Attaquons-nous maintenant au second mythe. Que lui et ses compagnons auraient trouvé la mort dans la zone même de leur débarquement :

Ici aussi, rien de plus faux, et les arguments semblent solides, de taille : un ami d’Alexis (celui sous l’identité duquel il avait pu, le 12 août 1960, quitter le pays et qui, la manœuvre découverte, sera arrêté peu de temps après et interné à  Fort-Dimanche) certifie l’avoir reconnu dans un prisonnier fraîchement amené dans une cellule voisine.

Interviewé par Diederich, Claude Larreur, ancien officier des Gardes-côtes, reconnait, lui-même avoir  commandé le bateau dépêché au môle quérir les prisonniers. “Au retour à Bizoton, vers 7 heures du soir, une voiture de police qui attendait emmena les prisonniers.” (p.139) (au nombre de cinq)

Les emmener où ?

Au quartier général de la police, comme le suggère, par déduction, Diederich?[2] Aux casernes Dessalines?
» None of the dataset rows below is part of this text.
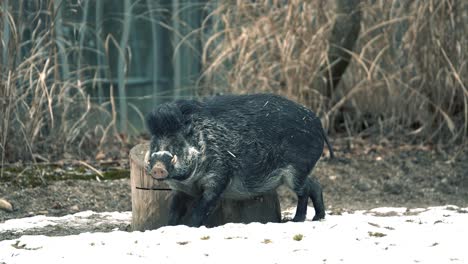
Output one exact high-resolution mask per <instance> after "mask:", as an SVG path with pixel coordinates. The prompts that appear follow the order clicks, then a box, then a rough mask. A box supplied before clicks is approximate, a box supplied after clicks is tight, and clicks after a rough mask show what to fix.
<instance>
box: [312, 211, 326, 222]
mask: <svg viewBox="0 0 468 264" xmlns="http://www.w3.org/2000/svg"><path fill="white" fill-rule="evenodd" d="M324 218H325V212H322V213H318V214H316V215H315V216H314V218H312V221H318V220H322V219H324Z"/></svg>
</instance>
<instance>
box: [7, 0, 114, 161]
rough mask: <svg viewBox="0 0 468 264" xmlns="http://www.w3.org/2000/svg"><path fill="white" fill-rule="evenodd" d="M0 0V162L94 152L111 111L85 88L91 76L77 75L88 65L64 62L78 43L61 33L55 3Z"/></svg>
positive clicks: (112, 134)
La preuve de leur passage-inévitable, sans doute- par l’un ou l’autre de ces quartiers militaires peut être faite, en tout cas, par un document, déjà cité par nous,  écrit et soussigné par Jaques S. Alexis, lui-même. Document, on l’a dit, qui  n’est autre qu’un procès-verbal  de la somme qu’il avait en sa possession au moment de son arrestation.

  1. [1] C’est la fameuse lettre en date du 4 février 1961 signée Joseph Verna et Fritz Hyppolite, deux dirigeants du PEP en prison à ce moment, et qui invitait les militants du P.E.P  « A quitter le maquis », A  reprendre les classes » « A cesser toute activité contre l’ordre public… » Outre l’artifice auquel il avait eu recours, cette lettre indiquait également la date précise à laquelle J.S.A avait quitté le pays.
  2. [2] Se basant sur le document signé d’Edouard Guilliod, Diederich part du principe que c’est uniquement lui qui avait été préposé à s’occuper de l’affaire, donc avait reçu à Port-au-Prince, en son bureau sis au quartier général de la police, Jacques Stephen Alexis et ses compagnons. Faisons toutefois remarquer que les rumeurs en sa possession font état plutôt, elles, des casernes Dessalines.